I’m always looking for ways to break bad habits and reanimate my practice. I come back to this advice again and again:
from: Guillermo Gomez Pena & Roberto Sifuentes, Exercises for Rebel Artists: Radical Performance Pedagogy (Routledge, 2011)
HUMBLE ADVICE FOR EMERGING PERFORMANCE ARTISTS
- Work against formulas. If your art becomes too easy to recreate, you are on the wrong path.
- Challenge all forms of authority with an open and critical mind.
- Make your art relevant to the world, not just the art world. Don’t create in a bubble.
- Practice intelligent skepticism. Question simplistic formulas, easy answers, one-sided narratives, dogmatic solutions, self-righteous positions. Question power. Question everything, cono, even this advice. Ask a lot of questions, irritating questions, the questions that others aren’t asking.
- Discuss politics and culture daily with friends and colleagues.
- Distrust mainstream media. Go out of your way to remain informed. Subscribe to various alternative magazines. Read the foreign press as much as possible. Scan the net regularly. Get as many points of view as possible, and contribute your own.
- Travel to other countries for extended periods of time.
- Learn other languages, especially those that will help you understand and communicate with your surrounding “others”. We must all be fluent in at least three languages.
- Don’t be a purist. A “performance purist” is a contradiction in terms. Challenge yourself to reinvent your practice on an ongoing basis.
- Be an “outside/insider”, a temporary member of multiple communities. Artists need to be everywhere: in the media, in academia, in the major institutions as well as the community-based ones. We also need to be in the streets.
- Devote equal energy to work and play.
- Experiment with your identity and your sexuality. Add a performance dimension to your daily life.
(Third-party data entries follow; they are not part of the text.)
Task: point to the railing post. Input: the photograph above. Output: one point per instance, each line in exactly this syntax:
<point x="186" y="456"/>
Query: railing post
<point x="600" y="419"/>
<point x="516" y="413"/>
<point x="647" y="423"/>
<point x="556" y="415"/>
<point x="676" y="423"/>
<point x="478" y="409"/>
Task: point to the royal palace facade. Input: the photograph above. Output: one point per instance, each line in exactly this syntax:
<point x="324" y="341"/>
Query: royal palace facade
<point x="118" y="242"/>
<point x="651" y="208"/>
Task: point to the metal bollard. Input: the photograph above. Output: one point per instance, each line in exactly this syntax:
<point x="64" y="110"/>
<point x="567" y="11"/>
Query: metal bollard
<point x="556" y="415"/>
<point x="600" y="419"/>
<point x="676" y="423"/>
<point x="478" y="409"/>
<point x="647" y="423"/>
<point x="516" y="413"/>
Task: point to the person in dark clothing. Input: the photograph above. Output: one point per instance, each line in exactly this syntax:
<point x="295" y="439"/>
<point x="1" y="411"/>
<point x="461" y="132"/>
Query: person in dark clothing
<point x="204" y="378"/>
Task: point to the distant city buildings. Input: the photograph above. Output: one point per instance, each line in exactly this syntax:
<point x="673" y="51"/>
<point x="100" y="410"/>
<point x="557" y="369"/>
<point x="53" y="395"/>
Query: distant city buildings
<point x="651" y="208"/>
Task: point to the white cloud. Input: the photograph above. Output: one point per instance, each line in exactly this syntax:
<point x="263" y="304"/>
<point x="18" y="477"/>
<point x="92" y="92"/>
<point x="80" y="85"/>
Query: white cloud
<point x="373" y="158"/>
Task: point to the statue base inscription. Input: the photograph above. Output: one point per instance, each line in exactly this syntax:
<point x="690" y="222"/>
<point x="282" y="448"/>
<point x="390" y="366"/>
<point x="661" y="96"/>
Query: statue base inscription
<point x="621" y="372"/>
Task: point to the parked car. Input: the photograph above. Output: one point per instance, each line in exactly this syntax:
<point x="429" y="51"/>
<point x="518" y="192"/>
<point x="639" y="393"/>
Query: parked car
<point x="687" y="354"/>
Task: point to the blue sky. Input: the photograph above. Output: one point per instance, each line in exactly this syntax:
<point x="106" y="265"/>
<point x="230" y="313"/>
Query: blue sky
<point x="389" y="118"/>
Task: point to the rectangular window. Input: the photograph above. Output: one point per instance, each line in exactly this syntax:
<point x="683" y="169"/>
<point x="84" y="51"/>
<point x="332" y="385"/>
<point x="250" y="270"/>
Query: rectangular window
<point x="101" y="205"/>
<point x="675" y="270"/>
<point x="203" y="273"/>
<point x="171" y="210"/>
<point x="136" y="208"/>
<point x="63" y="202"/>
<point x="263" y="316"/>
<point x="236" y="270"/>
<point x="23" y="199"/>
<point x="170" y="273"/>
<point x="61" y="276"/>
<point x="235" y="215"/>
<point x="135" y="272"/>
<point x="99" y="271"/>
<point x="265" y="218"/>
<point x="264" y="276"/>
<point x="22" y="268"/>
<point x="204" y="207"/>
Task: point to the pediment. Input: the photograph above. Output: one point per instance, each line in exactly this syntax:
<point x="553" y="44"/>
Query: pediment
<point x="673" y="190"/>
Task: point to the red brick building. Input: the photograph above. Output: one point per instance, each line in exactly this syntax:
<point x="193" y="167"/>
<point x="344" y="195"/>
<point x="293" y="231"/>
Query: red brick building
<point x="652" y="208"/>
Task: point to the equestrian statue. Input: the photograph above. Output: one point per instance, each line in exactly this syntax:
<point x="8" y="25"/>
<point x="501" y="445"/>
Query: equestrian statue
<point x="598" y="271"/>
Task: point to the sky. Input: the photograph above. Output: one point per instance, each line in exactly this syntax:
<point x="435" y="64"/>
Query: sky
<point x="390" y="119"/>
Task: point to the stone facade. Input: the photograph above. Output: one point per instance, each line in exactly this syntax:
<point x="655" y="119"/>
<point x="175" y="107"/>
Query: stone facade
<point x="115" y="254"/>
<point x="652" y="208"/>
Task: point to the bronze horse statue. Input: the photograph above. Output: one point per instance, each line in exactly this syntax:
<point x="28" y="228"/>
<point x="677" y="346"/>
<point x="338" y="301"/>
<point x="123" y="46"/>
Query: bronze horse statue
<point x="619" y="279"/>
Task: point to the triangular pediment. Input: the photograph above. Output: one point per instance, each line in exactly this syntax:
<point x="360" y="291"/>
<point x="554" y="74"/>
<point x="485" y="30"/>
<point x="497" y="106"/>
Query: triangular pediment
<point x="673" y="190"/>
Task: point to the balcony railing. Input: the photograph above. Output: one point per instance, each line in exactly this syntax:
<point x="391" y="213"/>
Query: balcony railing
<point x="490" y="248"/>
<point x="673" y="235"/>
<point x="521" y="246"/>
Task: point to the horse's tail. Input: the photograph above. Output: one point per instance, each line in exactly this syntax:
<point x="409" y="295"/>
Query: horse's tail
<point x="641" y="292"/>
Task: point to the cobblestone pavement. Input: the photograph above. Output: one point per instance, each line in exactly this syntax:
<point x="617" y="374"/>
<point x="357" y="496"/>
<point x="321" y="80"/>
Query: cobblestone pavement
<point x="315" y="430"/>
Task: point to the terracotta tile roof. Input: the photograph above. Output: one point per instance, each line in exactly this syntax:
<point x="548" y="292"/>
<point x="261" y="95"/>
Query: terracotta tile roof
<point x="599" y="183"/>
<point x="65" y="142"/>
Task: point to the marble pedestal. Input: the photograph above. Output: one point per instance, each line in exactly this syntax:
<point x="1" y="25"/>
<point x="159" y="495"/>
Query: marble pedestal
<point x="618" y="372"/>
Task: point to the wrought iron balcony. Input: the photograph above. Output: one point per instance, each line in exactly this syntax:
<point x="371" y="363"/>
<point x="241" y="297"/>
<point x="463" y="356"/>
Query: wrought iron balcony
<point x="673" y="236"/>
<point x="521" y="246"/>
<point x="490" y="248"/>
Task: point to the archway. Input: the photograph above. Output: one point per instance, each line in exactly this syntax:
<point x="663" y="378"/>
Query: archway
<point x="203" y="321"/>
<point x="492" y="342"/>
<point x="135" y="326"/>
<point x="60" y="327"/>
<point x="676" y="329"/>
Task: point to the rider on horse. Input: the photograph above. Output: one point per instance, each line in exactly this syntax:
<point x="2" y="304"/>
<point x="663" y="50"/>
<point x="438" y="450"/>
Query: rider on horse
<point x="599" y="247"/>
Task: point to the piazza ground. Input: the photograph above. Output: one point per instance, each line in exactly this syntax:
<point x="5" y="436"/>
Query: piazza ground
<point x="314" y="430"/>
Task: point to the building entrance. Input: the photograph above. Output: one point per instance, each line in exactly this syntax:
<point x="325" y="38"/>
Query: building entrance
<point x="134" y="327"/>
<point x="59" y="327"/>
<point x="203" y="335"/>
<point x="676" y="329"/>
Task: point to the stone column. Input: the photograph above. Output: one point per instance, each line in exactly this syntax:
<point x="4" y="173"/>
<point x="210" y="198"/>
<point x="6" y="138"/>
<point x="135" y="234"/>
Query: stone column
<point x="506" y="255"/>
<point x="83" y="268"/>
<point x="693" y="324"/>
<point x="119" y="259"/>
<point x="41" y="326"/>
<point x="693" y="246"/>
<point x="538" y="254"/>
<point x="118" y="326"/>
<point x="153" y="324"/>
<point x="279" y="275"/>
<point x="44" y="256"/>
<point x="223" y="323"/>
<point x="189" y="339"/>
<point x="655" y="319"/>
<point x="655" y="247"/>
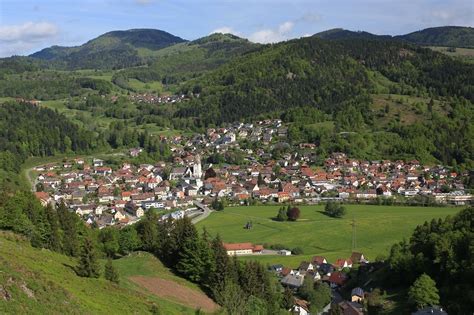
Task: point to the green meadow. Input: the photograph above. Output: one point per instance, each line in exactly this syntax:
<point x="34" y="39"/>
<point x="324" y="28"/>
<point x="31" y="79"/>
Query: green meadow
<point x="377" y="229"/>
<point x="43" y="282"/>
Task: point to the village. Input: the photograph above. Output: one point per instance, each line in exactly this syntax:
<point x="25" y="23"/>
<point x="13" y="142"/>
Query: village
<point x="104" y="195"/>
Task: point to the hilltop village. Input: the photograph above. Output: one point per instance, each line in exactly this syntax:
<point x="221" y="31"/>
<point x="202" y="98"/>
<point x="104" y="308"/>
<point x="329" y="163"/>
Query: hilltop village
<point x="107" y="195"/>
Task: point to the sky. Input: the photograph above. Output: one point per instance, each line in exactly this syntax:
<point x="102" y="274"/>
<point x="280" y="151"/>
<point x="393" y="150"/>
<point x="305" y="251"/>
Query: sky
<point x="27" y="26"/>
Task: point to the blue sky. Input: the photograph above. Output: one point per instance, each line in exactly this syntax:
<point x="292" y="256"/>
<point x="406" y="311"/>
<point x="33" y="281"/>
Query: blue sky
<point x="30" y="25"/>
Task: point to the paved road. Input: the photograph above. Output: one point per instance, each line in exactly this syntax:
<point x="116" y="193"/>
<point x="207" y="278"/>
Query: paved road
<point x="206" y="212"/>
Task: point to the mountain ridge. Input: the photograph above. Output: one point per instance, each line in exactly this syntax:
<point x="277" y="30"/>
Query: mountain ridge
<point x="449" y="36"/>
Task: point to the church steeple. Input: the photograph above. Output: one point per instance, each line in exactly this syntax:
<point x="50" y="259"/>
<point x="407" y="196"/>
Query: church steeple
<point x="197" y="169"/>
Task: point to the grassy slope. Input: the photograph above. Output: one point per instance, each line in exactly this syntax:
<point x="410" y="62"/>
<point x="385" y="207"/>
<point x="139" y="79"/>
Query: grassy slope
<point x="409" y="109"/>
<point x="378" y="227"/>
<point x="57" y="290"/>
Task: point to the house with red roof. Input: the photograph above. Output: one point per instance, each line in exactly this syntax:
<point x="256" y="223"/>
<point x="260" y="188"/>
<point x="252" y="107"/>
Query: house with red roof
<point x="235" y="249"/>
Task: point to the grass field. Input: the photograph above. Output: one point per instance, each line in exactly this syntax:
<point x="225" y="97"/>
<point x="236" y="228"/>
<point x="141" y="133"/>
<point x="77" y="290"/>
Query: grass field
<point x="377" y="228"/>
<point x="43" y="282"/>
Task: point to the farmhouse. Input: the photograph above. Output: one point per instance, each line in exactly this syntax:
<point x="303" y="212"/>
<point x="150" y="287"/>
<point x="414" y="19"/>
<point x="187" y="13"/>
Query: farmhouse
<point x="235" y="249"/>
<point x="292" y="281"/>
<point x="301" y="307"/>
<point x="357" y="295"/>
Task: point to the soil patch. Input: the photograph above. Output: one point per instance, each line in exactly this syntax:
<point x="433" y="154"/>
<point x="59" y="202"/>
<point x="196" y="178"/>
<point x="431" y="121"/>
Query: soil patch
<point x="177" y="292"/>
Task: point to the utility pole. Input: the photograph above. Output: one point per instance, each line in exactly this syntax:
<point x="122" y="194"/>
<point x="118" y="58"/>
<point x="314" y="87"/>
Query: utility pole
<point x="354" y="241"/>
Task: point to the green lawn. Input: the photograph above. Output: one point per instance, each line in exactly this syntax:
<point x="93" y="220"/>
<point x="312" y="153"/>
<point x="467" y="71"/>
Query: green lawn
<point x="54" y="287"/>
<point x="377" y="228"/>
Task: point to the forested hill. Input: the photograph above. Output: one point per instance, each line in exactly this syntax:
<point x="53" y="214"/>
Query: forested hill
<point x="180" y="62"/>
<point x="330" y="76"/>
<point x="339" y="33"/>
<point x="313" y="82"/>
<point x="450" y="36"/>
<point x="117" y="49"/>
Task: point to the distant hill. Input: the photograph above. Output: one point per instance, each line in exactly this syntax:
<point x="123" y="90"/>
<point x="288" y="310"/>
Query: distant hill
<point x="452" y="36"/>
<point x="39" y="281"/>
<point x="117" y="49"/>
<point x="186" y="60"/>
<point x="339" y="33"/>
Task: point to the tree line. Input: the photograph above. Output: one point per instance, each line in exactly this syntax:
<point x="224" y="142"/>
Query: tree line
<point x="239" y="286"/>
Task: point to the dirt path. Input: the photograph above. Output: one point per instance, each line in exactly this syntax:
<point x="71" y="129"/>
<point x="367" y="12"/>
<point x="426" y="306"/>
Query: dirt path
<point x="170" y="289"/>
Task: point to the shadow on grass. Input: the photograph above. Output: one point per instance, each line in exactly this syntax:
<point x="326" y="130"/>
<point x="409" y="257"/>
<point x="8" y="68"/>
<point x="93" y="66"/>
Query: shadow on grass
<point x="329" y="216"/>
<point x="73" y="268"/>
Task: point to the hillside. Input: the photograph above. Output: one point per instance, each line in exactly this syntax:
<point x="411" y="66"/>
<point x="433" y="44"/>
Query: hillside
<point x="339" y="33"/>
<point x="447" y="36"/>
<point x="326" y="75"/>
<point x="117" y="49"/>
<point x="451" y="36"/>
<point x="180" y="62"/>
<point x="41" y="281"/>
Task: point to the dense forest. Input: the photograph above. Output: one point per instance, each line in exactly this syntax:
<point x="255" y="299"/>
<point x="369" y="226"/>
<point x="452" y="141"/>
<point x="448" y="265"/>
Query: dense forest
<point x="325" y="75"/>
<point x="443" y="250"/>
<point x="112" y="50"/>
<point x="448" y="36"/>
<point x="240" y="287"/>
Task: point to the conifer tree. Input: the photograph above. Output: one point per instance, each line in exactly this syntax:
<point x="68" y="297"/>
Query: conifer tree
<point x="53" y="240"/>
<point x="221" y="262"/>
<point x="148" y="231"/>
<point x="287" y="300"/>
<point x="110" y="272"/>
<point x="88" y="265"/>
<point x="68" y="222"/>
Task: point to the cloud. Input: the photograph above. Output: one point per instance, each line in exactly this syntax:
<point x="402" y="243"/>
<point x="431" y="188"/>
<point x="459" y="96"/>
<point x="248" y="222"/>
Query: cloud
<point x="225" y="30"/>
<point x="29" y="31"/>
<point x="279" y="34"/>
<point x="21" y="38"/>
<point x="143" y="2"/>
<point x="310" y="17"/>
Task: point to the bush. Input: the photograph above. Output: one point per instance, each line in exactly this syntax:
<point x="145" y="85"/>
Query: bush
<point x="334" y="210"/>
<point x="297" y="251"/>
<point x="293" y="213"/>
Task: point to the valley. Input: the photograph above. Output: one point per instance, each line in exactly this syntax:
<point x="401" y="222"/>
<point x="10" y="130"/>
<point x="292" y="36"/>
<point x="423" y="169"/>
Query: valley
<point x="141" y="172"/>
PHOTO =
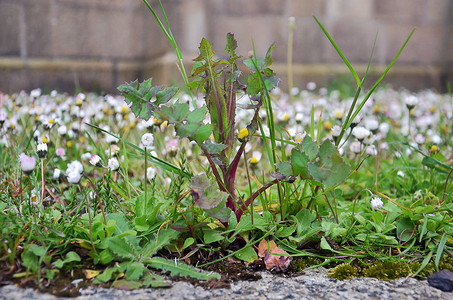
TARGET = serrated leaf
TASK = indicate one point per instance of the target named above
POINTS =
(206, 52)
(284, 168)
(140, 106)
(164, 238)
(212, 236)
(309, 147)
(299, 162)
(127, 285)
(122, 248)
(202, 134)
(231, 44)
(197, 115)
(165, 95)
(179, 269)
(155, 281)
(135, 271)
(213, 148)
(186, 130)
(330, 169)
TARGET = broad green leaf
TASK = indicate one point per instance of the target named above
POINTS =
(206, 194)
(122, 248)
(186, 130)
(165, 95)
(247, 254)
(140, 106)
(309, 147)
(284, 168)
(299, 163)
(164, 238)
(135, 271)
(38, 250)
(197, 115)
(404, 229)
(331, 169)
(123, 284)
(177, 268)
(206, 52)
(440, 249)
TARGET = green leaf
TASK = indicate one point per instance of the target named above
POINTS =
(284, 168)
(197, 116)
(404, 229)
(39, 251)
(122, 248)
(213, 148)
(140, 106)
(299, 163)
(212, 236)
(58, 263)
(206, 52)
(325, 245)
(310, 148)
(165, 95)
(440, 250)
(72, 256)
(123, 284)
(186, 130)
(179, 269)
(106, 275)
(231, 45)
(205, 193)
(164, 238)
(331, 169)
(247, 254)
(203, 133)
(135, 271)
(155, 281)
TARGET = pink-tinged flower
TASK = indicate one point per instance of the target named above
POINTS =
(60, 152)
(376, 202)
(27, 163)
(74, 172)
(96, 160)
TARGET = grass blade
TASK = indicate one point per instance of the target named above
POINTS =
(440, 249)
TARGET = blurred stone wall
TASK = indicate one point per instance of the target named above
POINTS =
(99, 44)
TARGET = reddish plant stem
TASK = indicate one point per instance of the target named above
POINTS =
(247, 202)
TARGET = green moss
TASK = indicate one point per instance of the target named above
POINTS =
(344, 271)
(388, 270)
(446, 262)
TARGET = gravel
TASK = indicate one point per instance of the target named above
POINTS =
(315, 284)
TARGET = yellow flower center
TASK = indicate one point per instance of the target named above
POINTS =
(243, 133)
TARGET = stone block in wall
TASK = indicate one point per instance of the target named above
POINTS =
(10, 18)
(425, 47)
(306, 8)
(39, 20)
(253, 7)
(403, 12)
(354, 38)
(349, 9)
(439, 12)
(91, 32)
(309, 41)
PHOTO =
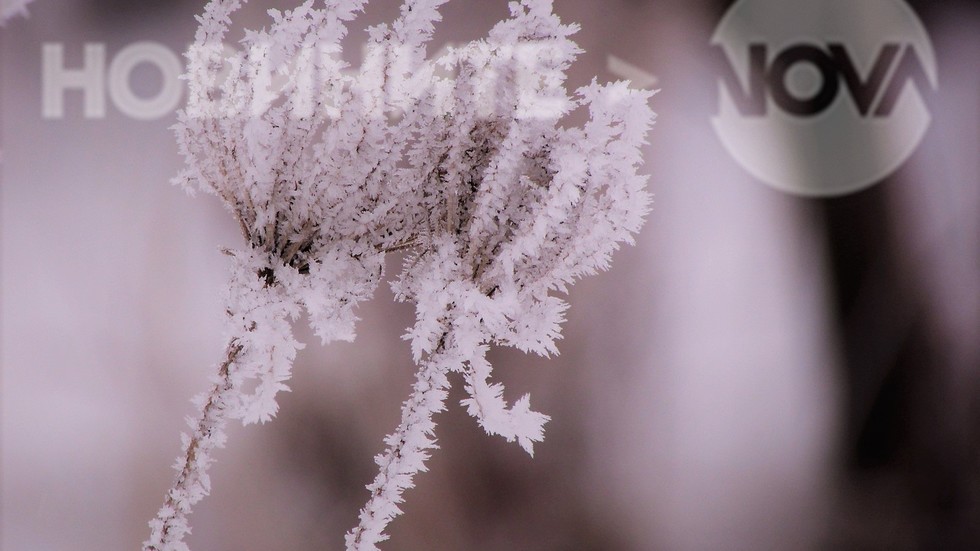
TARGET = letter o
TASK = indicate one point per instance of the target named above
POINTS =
(122, 95)
(829, 86)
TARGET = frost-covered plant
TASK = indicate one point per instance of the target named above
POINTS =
(328, 169)
(12, 8)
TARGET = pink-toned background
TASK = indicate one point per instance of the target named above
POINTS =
(760, 372)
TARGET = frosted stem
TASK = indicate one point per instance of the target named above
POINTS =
(407, 450)
(192, 482)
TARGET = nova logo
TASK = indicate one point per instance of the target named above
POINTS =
(822, 98)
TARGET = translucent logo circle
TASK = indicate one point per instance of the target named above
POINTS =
(822, 98)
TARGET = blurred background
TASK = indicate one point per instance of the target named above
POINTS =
(762, 371)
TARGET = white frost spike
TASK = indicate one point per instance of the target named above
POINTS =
(326, 169)
(12, 8)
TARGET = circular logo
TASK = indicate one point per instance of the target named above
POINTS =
(822, 98)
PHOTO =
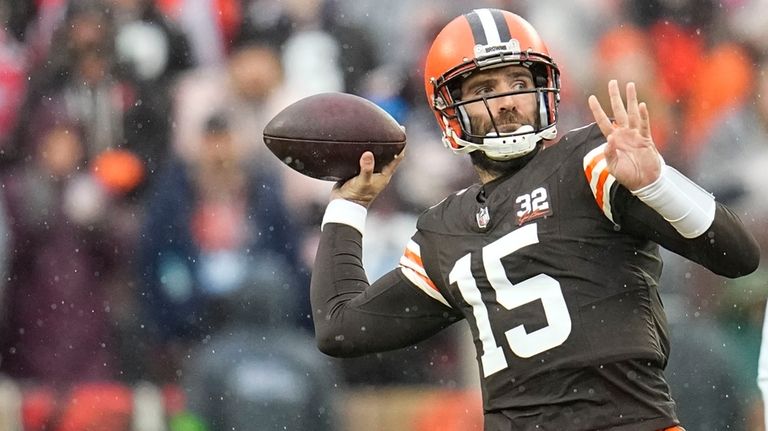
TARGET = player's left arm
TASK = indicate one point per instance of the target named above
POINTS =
(667, 207)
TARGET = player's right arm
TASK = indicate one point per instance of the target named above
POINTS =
(351, 316)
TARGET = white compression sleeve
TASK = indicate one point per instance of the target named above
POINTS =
(685, 205)
(345, 212)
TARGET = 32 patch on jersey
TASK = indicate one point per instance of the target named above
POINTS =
(533, 205)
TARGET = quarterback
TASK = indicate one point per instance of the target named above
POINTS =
(552, 258)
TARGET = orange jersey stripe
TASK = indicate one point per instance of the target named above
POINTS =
(591, 166)
(410, 255)
(428, 281)
(601, 187)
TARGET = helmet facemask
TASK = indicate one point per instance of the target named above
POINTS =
(497, 143)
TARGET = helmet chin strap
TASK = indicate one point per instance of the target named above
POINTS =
(510, 146)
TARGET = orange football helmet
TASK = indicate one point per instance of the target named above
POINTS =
(484, 39)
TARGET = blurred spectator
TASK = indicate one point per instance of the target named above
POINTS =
(208, 222)
(58, 327)
(151, 51)
(703, 376)
(82, 82)
(12, 88)
(732, 161)
(153, 47)
(246, 91)
(321, 51)
(257, 372)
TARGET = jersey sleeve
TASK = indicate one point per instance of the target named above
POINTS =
(601, 182)
(412, 267)
(726, 248)
(353, 317)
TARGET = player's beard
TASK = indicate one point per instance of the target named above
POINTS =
(508, 122)
(502, 168)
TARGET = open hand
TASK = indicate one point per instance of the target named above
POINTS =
(631, 155)
(363, 188)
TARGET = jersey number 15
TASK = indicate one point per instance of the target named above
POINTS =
(510, 296)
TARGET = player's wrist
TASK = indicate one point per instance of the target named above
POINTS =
(345, 211)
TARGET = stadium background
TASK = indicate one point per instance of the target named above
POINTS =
(155, 255)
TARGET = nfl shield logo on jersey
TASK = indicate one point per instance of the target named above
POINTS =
(483, 217)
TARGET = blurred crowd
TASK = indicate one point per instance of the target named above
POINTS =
(155, 256)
- Practice responsible hedonism. Re-vindicate the sacred right to party, and fight puritanism in all its forms – puritanism is a (not-so) subtle form of political control.
- Be humbly accessible to others. Share your knowledge and connections with others. Support your peers and less fortunate artists. See their work, write about it, reference it. Collaborate. Don’t be selfish.
- Deliver critiques to your fellow artists gently but deliberately. You should expect the same in return.
- Don’t take yourself too seriously. If you stop laughing, you are dead.
- Don’t be a prince(ss) . Get your hands dirty: get involved in every aspect of production, from fundraising to designing lights and sound, to moping the floor after the performance.
- Don’t be a mindless bohemian. Articulate your ideas. Always state your case, speak up, write and engage in dialogue. If you don’t speak for yourself, someone else will speak for you… or worse, no one will.
- Be open with your lovers about your performance madness. If your lover is too possessive or intimidated by your practice, don’t bring them on tour. They might get jealous and set fire to your car!
- Don’t become sexually involved with your immediate collaborators. Uncontrolled desire can turn the sanctuary of the collaborative process into hell for others. Now, outside of the collaborative circle, you can do whatever the hell you want. (NOTE: This is the most frequently broken rule.)
- Rely on community. Get involved with and make yourself useful to several local ethnic, gender-based, professional, or activist communities. If you are not grounded in your community, the wind will blow you away.
- Confront the oppressive and narrow-minded tendencies in your own ethnic-based or professional communities with valor and generosity. The “enemy” is everywhere, especially inside ourselves.
- Respect your elders and predecessors. Treat us with tenderness, and then, when the time comes, kill us ritualistically.